Shares of United Parcel Services Inc. rocketed to their best day ever Thursday, as surprisingly strong consumer demand in the face of the COVID-19 pandemic offset weakness in business demand, and helped prepare the package delivery giant for the coming peak shopping season.
Christmas came early for UPS and its investors, as Chief Financial Officer Brian Newman said U.S. volumes surged significantly off the April lows to reach “peak-like levels” in May and June.
“ “At the beginning of the second quarter, we assumed demand would slow. Instead, we saw just the opposite.” ”
— New Chief Executive Carol Tomé
The stock UPS, +14.37% soared 14.4% to close at a record close of $141.46, well above its previous record of $134.09 on Jan. 12, 2018. That was stock’s biggest one-day percentage gain since it went public in November 1999, surpassing the previous record of a 13.1% rally on Oct. 19, 2000.
UPS’s stock has run up 20.8% year to date, while rival shares of rival FedEx Corp. FDX, +1.86% have advanced 14.2%, the Dow Jones Transportation Average DJT, +0.01% has lost 9.1% and the Dow Jones Industrial Average DJIA, -0.85% has declined 7.8%.

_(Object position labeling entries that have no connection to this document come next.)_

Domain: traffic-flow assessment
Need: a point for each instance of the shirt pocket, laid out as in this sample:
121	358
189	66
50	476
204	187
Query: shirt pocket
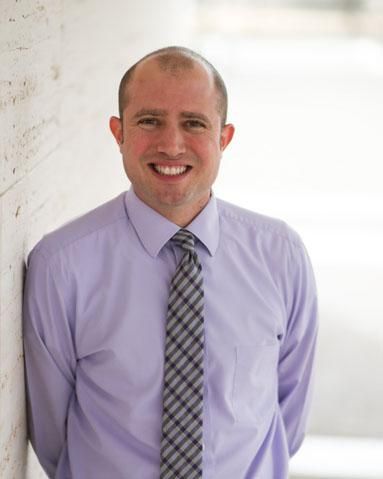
255	384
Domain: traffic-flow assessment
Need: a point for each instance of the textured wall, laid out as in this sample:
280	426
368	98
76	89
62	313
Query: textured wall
60	64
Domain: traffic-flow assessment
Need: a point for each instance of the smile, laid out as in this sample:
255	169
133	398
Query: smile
170	170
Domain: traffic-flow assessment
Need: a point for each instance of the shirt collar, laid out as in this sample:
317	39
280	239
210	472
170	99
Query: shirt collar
154	230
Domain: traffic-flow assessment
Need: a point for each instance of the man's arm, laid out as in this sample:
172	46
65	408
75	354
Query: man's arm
49	357
297	351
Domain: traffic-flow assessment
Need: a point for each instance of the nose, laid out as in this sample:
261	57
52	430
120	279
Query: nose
171	142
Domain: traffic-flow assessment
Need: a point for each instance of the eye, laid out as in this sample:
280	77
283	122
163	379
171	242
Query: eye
148	123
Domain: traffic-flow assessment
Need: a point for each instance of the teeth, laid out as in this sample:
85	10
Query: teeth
170	170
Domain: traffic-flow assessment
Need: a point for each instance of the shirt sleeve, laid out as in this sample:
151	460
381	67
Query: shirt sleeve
49	357
298	348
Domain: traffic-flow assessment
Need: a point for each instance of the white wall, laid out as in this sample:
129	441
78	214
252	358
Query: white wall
60	65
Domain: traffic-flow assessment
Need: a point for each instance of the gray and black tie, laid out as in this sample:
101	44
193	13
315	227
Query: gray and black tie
181	445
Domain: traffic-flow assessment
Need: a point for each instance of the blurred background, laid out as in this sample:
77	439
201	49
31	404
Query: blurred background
305	82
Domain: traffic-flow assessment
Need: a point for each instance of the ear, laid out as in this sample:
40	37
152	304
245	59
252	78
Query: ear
227	133
115	126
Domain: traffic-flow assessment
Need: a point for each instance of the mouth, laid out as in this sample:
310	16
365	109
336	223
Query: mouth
170	170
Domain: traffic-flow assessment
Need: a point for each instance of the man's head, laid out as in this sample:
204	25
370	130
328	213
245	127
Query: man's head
170	132
175	59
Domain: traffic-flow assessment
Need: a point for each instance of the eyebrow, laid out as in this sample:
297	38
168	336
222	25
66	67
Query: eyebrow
193	114
149	112
158	112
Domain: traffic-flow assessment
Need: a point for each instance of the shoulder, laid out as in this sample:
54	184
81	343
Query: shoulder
258	226
83	229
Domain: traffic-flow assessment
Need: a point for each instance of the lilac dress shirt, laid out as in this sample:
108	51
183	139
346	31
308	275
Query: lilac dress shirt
95	309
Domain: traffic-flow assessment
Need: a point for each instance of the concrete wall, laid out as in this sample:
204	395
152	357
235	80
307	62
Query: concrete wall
60	65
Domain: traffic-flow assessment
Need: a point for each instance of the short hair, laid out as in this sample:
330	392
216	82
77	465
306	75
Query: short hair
173	59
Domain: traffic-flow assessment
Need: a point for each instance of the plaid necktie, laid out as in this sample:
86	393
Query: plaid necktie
181	445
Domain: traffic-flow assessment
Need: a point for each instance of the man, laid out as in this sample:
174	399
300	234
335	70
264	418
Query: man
168	333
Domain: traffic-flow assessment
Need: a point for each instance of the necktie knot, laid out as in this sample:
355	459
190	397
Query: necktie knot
185	239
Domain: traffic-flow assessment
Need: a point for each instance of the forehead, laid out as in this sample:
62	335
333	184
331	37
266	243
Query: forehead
171	84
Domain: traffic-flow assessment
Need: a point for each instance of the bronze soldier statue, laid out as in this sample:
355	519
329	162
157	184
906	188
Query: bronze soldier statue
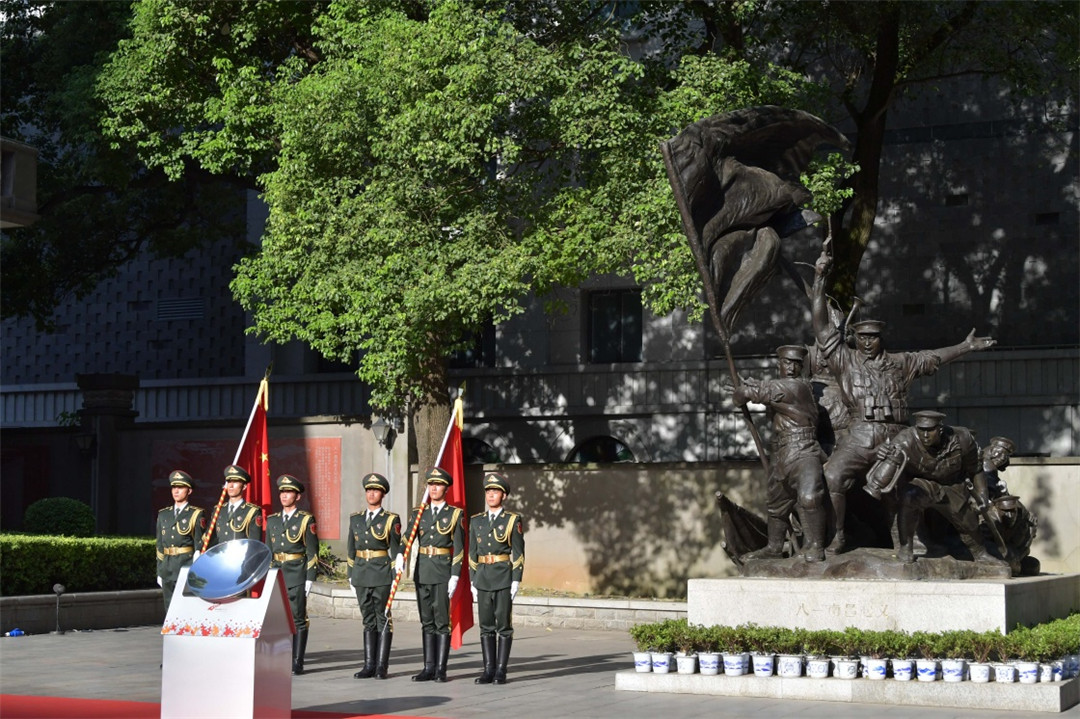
795	478
874	385
942	471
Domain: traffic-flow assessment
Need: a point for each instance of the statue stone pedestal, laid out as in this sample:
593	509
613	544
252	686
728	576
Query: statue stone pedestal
930	606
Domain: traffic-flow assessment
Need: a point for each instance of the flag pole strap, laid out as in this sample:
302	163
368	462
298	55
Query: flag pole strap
455	417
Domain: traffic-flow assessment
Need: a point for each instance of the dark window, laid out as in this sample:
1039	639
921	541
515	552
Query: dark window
615	326
601	450
477	451
324	366
480	352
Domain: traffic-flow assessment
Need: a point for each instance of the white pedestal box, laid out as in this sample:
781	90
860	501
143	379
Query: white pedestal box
228	659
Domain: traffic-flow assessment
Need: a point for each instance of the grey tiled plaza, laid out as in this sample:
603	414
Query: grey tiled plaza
554	673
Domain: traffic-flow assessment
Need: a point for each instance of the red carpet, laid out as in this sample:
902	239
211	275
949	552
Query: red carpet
14	706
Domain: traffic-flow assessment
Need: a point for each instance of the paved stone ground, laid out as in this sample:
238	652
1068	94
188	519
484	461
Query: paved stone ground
554	674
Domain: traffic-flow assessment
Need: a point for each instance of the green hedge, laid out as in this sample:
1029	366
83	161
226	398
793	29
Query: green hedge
31	564
1041	642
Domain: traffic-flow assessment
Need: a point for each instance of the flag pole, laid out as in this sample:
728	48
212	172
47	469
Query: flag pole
455	418
262	395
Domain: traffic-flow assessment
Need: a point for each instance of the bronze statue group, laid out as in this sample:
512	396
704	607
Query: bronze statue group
376	558
906	461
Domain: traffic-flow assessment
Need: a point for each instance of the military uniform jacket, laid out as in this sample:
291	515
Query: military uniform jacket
496	551
956	460
245	523
181	530
875	390
382	536
447	537
295	545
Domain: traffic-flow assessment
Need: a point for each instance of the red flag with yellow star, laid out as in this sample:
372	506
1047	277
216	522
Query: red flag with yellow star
254	453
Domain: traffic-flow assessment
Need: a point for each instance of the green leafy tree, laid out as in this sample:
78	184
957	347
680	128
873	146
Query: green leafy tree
99	205
428	163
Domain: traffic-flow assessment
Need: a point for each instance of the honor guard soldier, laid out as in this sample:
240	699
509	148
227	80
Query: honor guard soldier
294	541
440	552
496	565
375	556
179	533
239	519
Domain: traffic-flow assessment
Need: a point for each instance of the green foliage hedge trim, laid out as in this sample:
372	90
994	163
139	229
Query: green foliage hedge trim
31	564
1042	642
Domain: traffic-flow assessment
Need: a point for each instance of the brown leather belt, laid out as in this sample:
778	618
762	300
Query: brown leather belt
370	554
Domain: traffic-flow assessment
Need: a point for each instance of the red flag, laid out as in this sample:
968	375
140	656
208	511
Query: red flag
451	461
254	453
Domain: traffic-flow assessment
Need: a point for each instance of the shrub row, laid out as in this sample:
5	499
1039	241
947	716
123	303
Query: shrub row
31	564
1042	642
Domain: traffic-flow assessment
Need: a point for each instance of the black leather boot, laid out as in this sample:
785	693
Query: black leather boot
778	528
429	660
299	647
442	654
370	649
503	656
487	647
386	638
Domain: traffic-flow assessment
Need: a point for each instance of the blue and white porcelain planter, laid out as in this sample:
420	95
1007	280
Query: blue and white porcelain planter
1004	674
709	663
686	663
979	673
662	662
643	662
764	664
788	666
736	664
875	668
903	669
927	669
954	669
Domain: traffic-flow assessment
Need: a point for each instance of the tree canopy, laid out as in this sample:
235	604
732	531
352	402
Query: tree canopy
428	163
99	206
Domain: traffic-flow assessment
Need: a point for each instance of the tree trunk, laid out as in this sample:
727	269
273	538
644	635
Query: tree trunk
850	242
431	417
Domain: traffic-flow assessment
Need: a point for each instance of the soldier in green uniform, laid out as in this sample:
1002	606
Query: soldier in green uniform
294	541
375	556
179	533
239	519
440	551
496	565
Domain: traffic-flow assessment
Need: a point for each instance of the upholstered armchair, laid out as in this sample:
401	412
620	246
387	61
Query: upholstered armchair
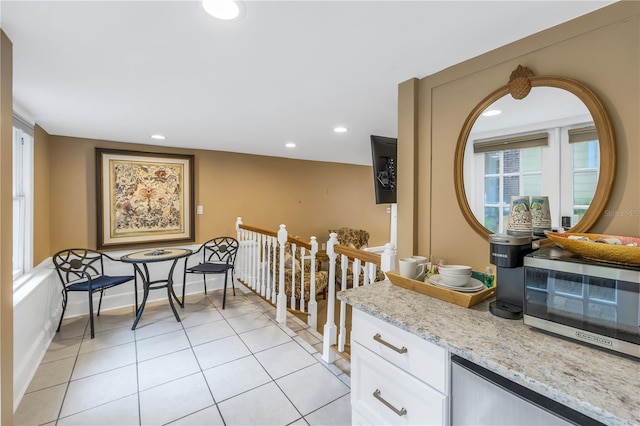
296	262
354	238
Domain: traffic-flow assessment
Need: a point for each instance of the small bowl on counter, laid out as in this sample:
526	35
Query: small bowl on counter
455	275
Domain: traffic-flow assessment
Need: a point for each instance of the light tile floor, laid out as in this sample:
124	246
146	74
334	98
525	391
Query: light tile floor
235	366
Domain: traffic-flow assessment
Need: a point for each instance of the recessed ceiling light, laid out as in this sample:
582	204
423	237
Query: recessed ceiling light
222	9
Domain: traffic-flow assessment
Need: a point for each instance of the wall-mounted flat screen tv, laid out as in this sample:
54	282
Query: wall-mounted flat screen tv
385	154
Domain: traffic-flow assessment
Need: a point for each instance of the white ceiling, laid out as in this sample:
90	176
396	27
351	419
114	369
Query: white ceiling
287	71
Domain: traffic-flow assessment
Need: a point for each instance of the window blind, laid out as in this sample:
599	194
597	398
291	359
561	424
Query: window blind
584	134
21	124
511	142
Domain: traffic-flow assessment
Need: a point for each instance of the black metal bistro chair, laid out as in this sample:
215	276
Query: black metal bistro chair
218	257
83	270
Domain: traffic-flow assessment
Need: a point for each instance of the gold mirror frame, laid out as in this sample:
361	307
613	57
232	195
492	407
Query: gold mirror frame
521	82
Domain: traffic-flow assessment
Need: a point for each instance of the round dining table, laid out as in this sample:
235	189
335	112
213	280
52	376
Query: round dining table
141	259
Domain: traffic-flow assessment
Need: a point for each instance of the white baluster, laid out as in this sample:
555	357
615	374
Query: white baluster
330	326
312	320
293	275
356	272
388	258
281	306
264	268
259	281
274	290
302	274
342	334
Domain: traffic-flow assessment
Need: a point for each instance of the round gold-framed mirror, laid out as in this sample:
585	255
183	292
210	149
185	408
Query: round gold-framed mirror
520	85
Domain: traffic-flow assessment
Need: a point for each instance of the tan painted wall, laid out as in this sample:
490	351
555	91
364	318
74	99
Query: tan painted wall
602	50
309	197
6	230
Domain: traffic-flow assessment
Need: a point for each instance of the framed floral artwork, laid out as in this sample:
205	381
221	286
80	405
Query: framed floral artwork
144	198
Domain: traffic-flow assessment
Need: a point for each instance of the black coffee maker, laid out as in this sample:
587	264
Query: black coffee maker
507	253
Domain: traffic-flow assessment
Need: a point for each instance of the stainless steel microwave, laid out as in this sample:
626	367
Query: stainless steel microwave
593	302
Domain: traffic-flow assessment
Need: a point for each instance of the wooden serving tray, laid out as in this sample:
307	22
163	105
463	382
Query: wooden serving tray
465	300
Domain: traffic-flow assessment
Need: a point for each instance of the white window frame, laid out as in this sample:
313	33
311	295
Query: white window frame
22	200
557	161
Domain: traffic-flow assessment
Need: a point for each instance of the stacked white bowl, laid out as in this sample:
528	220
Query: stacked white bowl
455	275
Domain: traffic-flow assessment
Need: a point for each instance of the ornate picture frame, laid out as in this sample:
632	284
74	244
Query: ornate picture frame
144	198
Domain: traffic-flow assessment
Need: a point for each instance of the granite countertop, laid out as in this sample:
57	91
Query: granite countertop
597	383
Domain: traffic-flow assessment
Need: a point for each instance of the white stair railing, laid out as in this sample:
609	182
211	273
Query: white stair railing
373	261
261	267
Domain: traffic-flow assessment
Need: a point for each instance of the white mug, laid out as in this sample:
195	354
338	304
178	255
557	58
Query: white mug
410	267
421	260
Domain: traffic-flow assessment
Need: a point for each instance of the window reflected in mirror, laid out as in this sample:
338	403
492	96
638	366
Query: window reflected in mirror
544	145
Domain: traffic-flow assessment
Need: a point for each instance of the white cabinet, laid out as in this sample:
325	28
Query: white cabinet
397	377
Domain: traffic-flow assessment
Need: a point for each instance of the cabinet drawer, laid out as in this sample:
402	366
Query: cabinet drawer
376	381
425	360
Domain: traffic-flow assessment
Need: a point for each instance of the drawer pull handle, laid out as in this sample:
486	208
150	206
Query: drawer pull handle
401	412
378	338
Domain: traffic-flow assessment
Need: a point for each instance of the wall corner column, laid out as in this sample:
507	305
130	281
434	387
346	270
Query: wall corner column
408	159
6	230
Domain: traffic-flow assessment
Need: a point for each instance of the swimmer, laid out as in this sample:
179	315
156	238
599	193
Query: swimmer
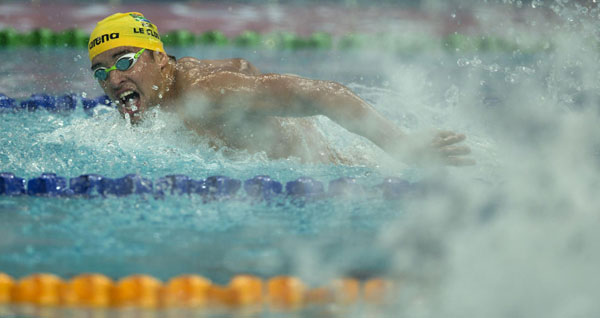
234	105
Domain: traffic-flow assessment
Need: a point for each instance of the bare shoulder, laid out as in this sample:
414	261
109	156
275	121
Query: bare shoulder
236	65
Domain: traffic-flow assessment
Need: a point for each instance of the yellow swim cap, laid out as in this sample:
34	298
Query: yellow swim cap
124	29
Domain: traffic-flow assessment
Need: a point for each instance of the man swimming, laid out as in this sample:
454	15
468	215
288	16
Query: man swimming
233	104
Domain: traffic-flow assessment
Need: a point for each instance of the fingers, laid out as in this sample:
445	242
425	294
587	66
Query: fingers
457	161
455	150
446	138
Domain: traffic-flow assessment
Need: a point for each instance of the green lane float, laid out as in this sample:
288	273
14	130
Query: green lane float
282	40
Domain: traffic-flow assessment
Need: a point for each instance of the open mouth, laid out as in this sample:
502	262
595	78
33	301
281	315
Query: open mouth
130	101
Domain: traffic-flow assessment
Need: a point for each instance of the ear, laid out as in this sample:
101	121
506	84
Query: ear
160	58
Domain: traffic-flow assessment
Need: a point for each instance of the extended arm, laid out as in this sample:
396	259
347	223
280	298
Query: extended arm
285	95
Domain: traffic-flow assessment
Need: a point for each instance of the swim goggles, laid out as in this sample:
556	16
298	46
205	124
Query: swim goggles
125	62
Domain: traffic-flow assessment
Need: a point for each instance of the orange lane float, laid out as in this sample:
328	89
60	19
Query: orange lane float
244	292
285	293
6	286
377	291
186	291
140	291
247	291
88	290
39	289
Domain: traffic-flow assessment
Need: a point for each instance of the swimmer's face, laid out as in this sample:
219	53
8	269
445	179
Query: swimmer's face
137	89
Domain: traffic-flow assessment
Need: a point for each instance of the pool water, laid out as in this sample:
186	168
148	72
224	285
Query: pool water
515	234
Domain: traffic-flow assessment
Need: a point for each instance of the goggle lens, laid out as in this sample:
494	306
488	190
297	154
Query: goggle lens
101	74
123	64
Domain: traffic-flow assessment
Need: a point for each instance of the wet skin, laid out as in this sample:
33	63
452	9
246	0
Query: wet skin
236	106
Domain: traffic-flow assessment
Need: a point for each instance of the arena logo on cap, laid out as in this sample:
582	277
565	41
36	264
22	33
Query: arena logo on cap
103	38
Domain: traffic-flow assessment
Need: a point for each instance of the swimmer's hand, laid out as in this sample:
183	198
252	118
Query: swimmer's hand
441	149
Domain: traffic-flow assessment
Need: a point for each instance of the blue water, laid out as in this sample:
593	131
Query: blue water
176	234
515	235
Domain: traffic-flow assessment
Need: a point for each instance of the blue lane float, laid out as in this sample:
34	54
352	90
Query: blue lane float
11	185
55	104
222	187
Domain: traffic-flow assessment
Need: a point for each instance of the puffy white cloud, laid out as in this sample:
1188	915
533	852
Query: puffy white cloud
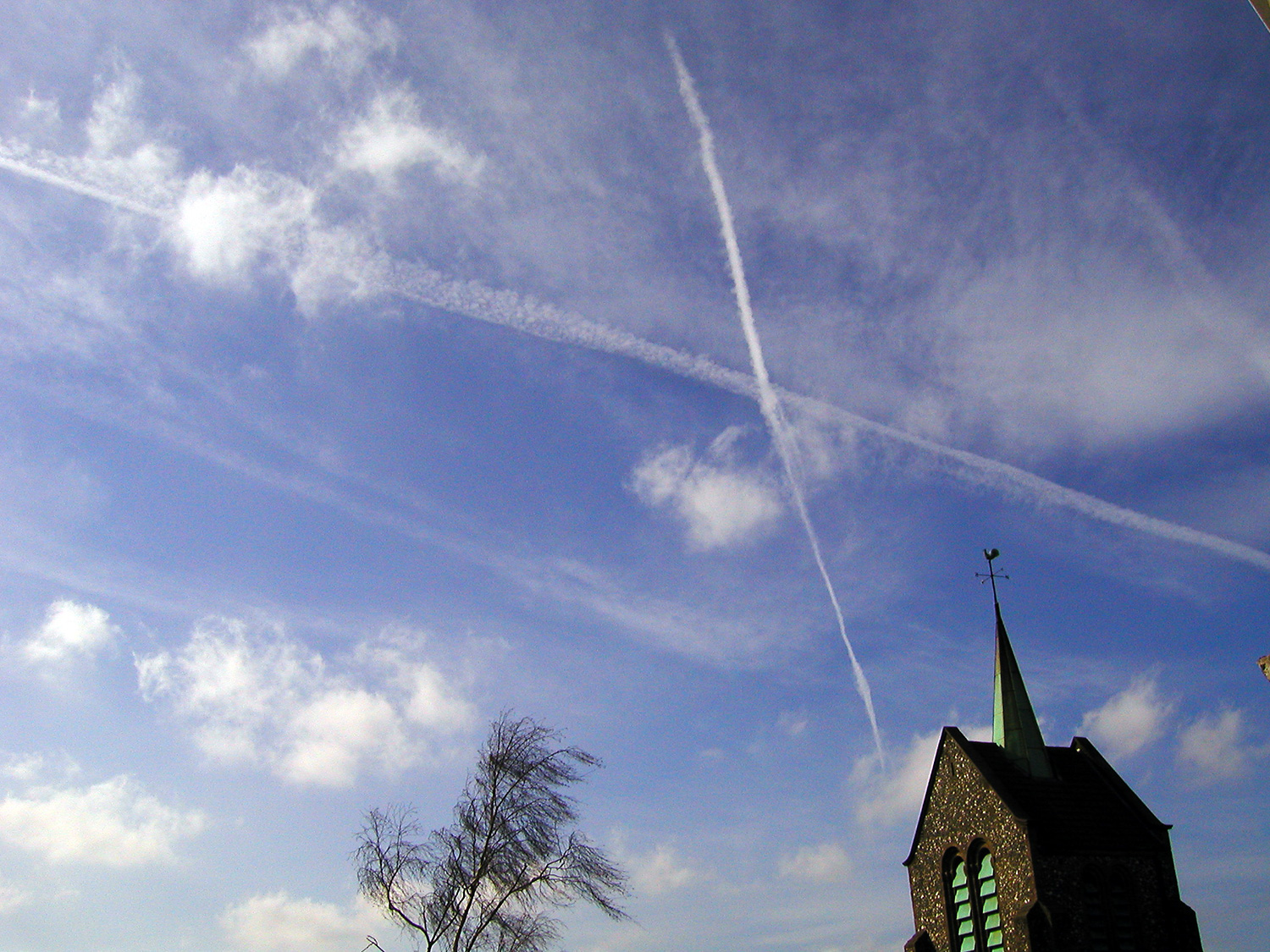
721	502
393	137
827	862
1130	720
279	923
113	823
658	871
229	223
1214	746
70	630
269	700
12	898
345	38
226	223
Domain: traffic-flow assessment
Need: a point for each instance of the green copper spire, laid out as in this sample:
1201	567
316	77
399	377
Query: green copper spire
1013	724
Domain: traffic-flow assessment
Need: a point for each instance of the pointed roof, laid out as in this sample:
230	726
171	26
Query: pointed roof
1013	723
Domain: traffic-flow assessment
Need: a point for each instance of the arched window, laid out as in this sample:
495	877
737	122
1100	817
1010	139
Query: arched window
990	916
970	891
960	911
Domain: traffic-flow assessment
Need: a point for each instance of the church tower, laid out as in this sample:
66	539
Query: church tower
1029	848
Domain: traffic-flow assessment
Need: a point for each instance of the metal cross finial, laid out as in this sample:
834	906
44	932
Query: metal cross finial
992	574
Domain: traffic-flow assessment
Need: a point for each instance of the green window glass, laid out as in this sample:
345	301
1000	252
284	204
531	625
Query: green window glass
960	909
975	916
988	911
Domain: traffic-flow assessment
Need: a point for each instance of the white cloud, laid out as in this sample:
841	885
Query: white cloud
113	823
1214	746
345	38
658	871
228	225
723	503
393	137
792	724
12	898
279	923
41	111
268	700
119	140
1097	349
897	795
1130	720
70	630
827	862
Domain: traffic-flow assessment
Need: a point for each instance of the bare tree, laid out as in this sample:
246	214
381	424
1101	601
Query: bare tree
484	883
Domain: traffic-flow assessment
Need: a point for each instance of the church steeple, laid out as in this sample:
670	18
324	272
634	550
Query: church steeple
1013	723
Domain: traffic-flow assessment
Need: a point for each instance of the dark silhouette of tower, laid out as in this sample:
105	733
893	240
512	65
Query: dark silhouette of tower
1029	848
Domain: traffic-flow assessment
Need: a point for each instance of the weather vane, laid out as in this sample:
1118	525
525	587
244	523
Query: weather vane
992	574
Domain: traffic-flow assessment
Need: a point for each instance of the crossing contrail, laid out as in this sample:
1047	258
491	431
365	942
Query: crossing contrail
769	401
507	309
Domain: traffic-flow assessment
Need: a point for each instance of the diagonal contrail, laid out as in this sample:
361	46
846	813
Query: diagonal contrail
507	309
769	401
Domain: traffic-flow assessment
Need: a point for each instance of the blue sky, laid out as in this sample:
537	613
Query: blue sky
368	370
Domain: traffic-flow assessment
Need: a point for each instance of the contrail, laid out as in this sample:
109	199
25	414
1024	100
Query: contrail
70	174
523	314
769	401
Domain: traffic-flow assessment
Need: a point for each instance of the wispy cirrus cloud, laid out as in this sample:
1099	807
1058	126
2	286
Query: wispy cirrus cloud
249	216
342	37
277	922
263	698
1130	720
391	137
825	862
721	502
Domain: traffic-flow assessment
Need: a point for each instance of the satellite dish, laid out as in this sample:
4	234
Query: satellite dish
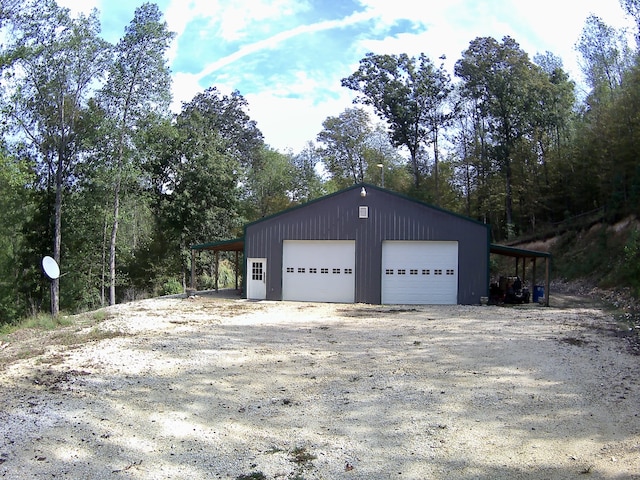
50	267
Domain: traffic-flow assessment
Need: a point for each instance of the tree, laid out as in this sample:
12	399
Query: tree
197	169
54	63
345	143
503	84
632	8
409	94
138	84
307	182
605	54
269	184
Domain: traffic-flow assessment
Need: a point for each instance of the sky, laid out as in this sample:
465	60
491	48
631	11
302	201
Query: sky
287	57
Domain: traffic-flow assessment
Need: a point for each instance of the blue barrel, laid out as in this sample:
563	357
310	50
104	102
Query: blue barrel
538	293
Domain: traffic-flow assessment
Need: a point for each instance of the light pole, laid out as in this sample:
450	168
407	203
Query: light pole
382	173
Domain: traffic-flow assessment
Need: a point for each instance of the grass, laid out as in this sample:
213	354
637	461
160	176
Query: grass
31	337
252	476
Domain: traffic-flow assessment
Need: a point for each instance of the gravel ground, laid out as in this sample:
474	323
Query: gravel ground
223	388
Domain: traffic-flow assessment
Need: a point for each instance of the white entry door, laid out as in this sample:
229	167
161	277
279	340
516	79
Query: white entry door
419	272
319	270
257	278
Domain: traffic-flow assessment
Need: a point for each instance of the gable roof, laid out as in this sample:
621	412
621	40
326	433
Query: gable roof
360	186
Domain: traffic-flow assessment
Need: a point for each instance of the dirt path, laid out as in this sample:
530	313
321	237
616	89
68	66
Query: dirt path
223	388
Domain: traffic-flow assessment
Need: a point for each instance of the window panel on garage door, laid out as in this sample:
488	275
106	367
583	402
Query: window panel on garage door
318	270
419	272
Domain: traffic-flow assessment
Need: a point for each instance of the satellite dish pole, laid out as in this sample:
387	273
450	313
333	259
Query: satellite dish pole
52	271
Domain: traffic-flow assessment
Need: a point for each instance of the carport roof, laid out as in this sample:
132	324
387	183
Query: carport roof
517	252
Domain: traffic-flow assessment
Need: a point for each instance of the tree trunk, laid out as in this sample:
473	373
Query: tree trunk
112	243
57	237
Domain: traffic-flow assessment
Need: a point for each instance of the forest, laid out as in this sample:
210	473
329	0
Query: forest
97	171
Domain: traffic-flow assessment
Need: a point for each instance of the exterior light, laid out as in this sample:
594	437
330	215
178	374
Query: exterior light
381	173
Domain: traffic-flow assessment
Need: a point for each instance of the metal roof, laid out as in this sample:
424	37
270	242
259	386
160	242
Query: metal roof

Before Thursday’s open, UPS reported net income that rose to $1.77 billion, or $2.03 a share, from $1.69 billion, or $1.94 a share, in the year-ago period. Excluding non-recurring items, such as a $112 million transformation charge, adjusted earnings per share rose to $2.13 from $1.96, nearly double the FactSet consensus of $1.07.
Total revenue grew 13.4% to $20.46 billion, well above the FactSet consensus of $17.50 billion, as U.S. domestic package revenue increased 17.3% to $13.07 billion to trounce expectations of $11.15 billion.
“At the beginning of the second quarter, we assumed demand would slow,” said new Chief Executive Carol Tomé, according to a FactSet transcript of the post-earnings conference call with analysts. “Instead, we saw just the opposite.”
Well, Tomé, who succeded David Abney to became CEO on June 1, after 17 years as a board member, was partly right.
The downturn in the industrial sector caused by the pandemic led to a 21.9% drop in business-to-business (B2B) volume, but did show some signs of improvement as the quarter progressed. B2B shipments represented 27% of total volume in early May, but grew to 37% of total volume by the end of June. In comparison, B2B volume was about 46% of the total in 2019.
The real star was the consumer, as B2C volume soared 65.2%, which equates to 5.8 million additional pieces delivered per day, and represented 69% of total volume, with ground residential volume increasing 63.8%.
See related: FedEx, UPS stocks surge as investors cheer news of Amazon pausing test of competing service.
What helped UPS meet this increased demand was adding nearly 40,000 new employees to its small-package business in recent months, flying about 635 extra flights, and the boosting of its e-commerce market capabilities, as UPS added 120,000 new customers through its digital access program.
“No complaints here, just a great quarter,” said Cowen analyst Helane Becker. “No outlook is being provided, but we expect a continuation of similar trends in 3Q20.”
For the rest of the year, Tomé said it was hard to know how B2B demand would unfold, especially given the recent jump in new COVID-19 cases, new containment measures and uncertainty with regards to fiscal stimulus programs. However, she expects B2C demand to remain “strong” into the holiday season.
“As the leadership team, we’re agreed we are going to have an outstanding peak season,” Tomé said in the analyst call. “I participated in my first peak planning committee several weeks after I joined the company, and very impressed by how we are planning to manage through what could be a very peaky season.”